An examination of the facts will disclose that the Michigan statute had been approved by this court and the Court of Appeals. See United States v. Maniaci, 36 F.Supp. 293 (1933) and Youngblood v. United States, 141 F.2d 912 (6 Cir., 1944.) And yet in 1950, when notice, with a description, was to be filed in Livingston County, the government failed to comply. Reasons for not filing the notice were not given, except to say that in the Union Central case the Supreme Court held that no such state law could exist. That decision, however, had not been rendered until 1961, some 16 months after the purchase by the defendants. Prior to that decision, there was no indication that such statute would be declared per se illegal. On the contrary, every indication was that the statute would be upheld.

Thus, in the light of the foregoing facts and reasons, this Court cannot but hold that the Carlsons were bona fide purchasers in good faith without notice.

This Court does agree with the government on the question of laches, that such right may not be lost through laches. United States v. Mr. Hamburg Bronx Corp., 228 F.Supp. 115 (1964); United States v. Summerlin, 310 U.S. 414, 60 S.Ct. 1019, 84 L.Ed. 1283 (1940).
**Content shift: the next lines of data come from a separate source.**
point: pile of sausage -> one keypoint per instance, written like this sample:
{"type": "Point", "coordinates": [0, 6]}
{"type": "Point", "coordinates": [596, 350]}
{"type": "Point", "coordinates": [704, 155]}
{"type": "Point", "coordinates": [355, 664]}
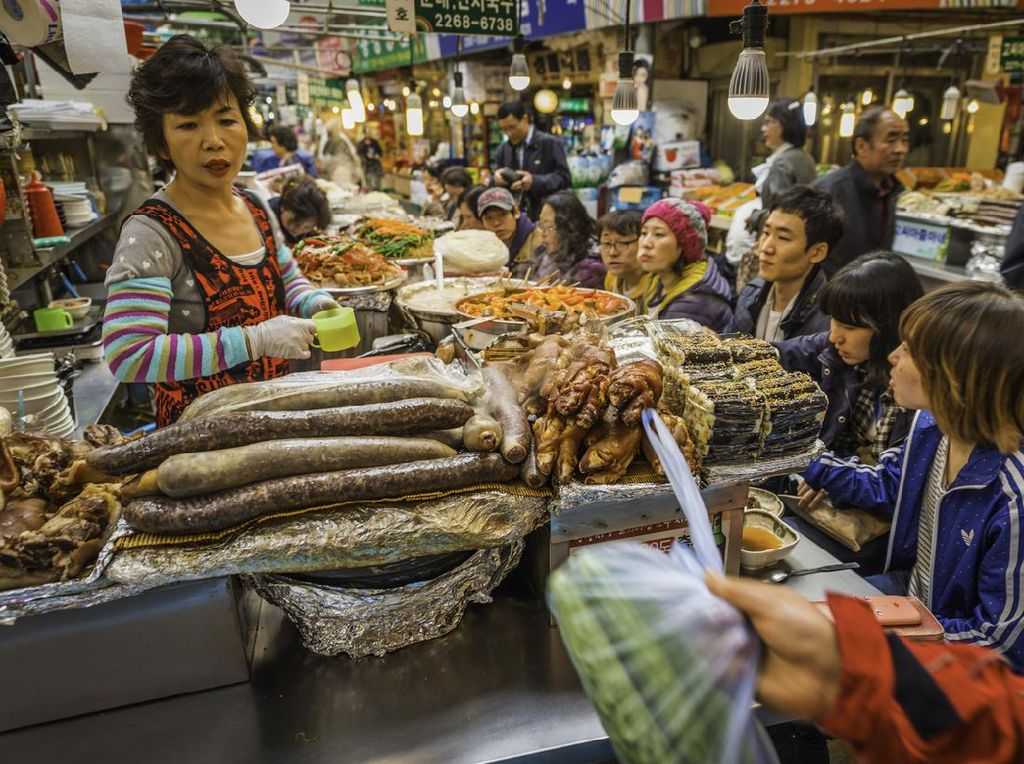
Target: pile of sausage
{"type": "Point", "coordinates": [357, 441]}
And the United States may proceed to recover back taxes from the Estate of Donnelly.

Therefore, it is ordered summary judgment in favor of the defendants Carlson should be and hereby is granted. Plaintiff, United States, has no interest, lien, or claim in the property described in the complaint.

. The “Uniform Federal Tax Lien Registration Act” [Act 107, P.A.1956 effective August 11, 1956; C.L.1948, § 211.661 et seq.] repealed the Act 104 of Public Acts of 1923. The Act eliminated the requirement of a description of property and was in effect for almost six years prior to the purchase by defendants Carlson. It was not until after the purchase by defendants that notice of any lien was filed with the Register of Deeds for Livingston County pursuant to Act 107.

. Since the purchase by Carlson and pri- or to the commencement of suit, the defendants have expended over $25,000 on improvements to the property.

. The Probate Code provides that “if the widow, husband, next of kin or grantee shall neglect for 30 days after the death of the intestate to apply for administration, or to request that administration be granted to some other person, 1 or more of the principal creditors may file such petition, or the same may be filed by any person in whose favor a right or cause of action exists which cannot be enforced without such administration or by the public administrator of the proper county.” O.L.1948, § 702.51.

. Ҥ 3672. Validity against mortgagees, pledgees, purchasers, and judgment creditors

(a) Invalidity of lien without notice. Such lien shall not be valid as against any mortgagee, pledgee, purchaser, or judgment creditor until notice thereof has been filed by the collector—

(1) Under State or Territorial laws. In the office in which the filing of such notice is authorized by the law of the State or Territory in which the property subject to the lien is situated, whenever the State or Territory has by law authorized the filing of such notice in an office within the State or Territory; or

(2) With clerk of district court. In the office of the clerk of the United States district court for the judicial district in which the property subject to the lien is situated, whenever the State or Territory has not by law authorized the filing of such notice in an office within the State or Territory; or

(3) With clerk of District Court of the United States for the District of Columbia. In the office of the clerk of the District Court of the United States for the District of Columbia, if the property subject to the lien is situated in the District of Columbia.”